In 1886 architect T. H. Allen designed a new frontage for the Angel Inn, introducing a decorative frieze, angel reliefs and new window surrounds, while the ground floor of No. 21 continued as a separate shop. The 1922 and 1936 Ordnance Survey maps mark the building as a public house without attributing a name.

In 1951 the Angel Inn was operating as a Bell's Brewery tied house, and it closed that same year. By 1959 the ground floor of Nos. 20 and 21 was being used as a single shop, and by the late 1980s its street frontage had been tiled. In 2014 a community café opened on the ground floor of Nos. 20 and 21 as part of the Portas high street scheme, and in 2018 it began trading again as the Angel Inn pub. In 2024 the upper floors across the whole building were stripped back for refurbishment so they could continue in office use. On 15 May 2025, the building recorded as the Former Angel Inn, which includes the Angel Inn, was designated a Grade II listed building.

==Architecture==
The building is mainly timber‑framed, with some early wattle and daub surviving, and later brick additions. Parts of the front were later finished in plaster. The roofs are slate and the windows are timber. It has a front block running roughly north–south, with rear wings extending west from the northern units and a shared range behind them. No. 20, at the south end, is irregular in shape and sits partly behind the neighbouring property, which is not included in the listing.

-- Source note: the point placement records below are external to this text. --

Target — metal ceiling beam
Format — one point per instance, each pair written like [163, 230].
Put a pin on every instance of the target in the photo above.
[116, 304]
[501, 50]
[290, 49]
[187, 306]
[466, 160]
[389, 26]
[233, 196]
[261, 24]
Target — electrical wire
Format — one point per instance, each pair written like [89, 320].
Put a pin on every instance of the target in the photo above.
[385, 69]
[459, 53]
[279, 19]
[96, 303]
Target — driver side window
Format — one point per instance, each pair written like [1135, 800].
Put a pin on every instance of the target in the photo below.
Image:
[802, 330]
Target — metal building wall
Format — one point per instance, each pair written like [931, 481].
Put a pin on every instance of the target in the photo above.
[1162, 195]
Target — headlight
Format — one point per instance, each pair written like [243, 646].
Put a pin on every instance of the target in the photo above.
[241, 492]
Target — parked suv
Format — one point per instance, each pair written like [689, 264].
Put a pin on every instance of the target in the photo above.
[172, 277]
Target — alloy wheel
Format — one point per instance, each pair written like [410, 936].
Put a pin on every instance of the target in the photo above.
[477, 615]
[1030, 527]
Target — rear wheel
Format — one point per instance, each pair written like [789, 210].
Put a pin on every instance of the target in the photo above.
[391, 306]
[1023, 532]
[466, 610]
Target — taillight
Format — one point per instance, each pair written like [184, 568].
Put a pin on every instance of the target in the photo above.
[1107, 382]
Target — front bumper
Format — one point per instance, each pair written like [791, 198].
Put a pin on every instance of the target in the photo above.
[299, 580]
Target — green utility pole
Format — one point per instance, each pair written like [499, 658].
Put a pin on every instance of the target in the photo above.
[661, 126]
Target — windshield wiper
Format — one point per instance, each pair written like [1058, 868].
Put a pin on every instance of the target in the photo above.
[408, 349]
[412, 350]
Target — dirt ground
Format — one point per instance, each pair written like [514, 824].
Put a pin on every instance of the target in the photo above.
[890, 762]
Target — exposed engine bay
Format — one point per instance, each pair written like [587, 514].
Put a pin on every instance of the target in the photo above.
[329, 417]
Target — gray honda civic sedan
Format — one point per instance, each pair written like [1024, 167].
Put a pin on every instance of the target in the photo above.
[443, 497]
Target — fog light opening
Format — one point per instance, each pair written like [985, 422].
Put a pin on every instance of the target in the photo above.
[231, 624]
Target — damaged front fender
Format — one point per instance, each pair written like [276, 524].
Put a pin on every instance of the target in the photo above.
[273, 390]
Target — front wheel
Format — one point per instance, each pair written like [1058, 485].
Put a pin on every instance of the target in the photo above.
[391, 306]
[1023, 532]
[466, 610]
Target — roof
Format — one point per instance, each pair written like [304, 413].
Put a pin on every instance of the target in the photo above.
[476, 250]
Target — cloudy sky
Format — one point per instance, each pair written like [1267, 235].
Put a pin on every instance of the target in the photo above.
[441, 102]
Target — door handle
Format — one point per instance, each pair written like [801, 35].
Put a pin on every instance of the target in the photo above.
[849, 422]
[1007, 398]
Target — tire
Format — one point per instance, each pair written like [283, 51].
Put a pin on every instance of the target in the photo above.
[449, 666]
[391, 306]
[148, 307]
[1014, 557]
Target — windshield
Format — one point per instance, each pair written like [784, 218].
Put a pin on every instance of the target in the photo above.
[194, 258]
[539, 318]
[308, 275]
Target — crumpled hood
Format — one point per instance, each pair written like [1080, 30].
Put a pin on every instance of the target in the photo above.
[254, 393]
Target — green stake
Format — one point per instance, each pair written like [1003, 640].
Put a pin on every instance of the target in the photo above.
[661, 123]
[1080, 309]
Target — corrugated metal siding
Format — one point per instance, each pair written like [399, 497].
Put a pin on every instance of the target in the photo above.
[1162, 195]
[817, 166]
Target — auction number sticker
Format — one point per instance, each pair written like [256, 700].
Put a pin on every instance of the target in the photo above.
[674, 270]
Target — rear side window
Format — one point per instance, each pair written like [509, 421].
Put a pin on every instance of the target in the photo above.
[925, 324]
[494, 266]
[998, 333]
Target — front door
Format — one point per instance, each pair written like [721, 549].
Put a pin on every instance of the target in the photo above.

The left section, forming the Angel Inn, has three bays and two storeys with a blind attic above a modern shopfront. The upper floors are plastered and decorated with mouldings, including shaped window surrounds with angel keystones, garlands, a frieze, and patterned panels beneath the parapet.

No. 20 is partly attached to No.  19, and its exposed south wall is mostly blank with a few later windows. Its rear has two bays, one gabled with a canted ground‑floor window. The south side of No. 21 is also rendered, with two bays at the east end and a small basement porch, and a taller semi‑gabled section at the west end with a quatrefoil window above the first floor.

The west side of No. 21 rises above the listed town walls and is faced in white glazed tiles, with three large windows on each floor.

The Angel Inn pub is entered through the former No. 21. Most of the interior is modern, though No. 20 keeps two early ceiling beams, one linked to the 1600s structure above, and No. 21 retains a similar early beam.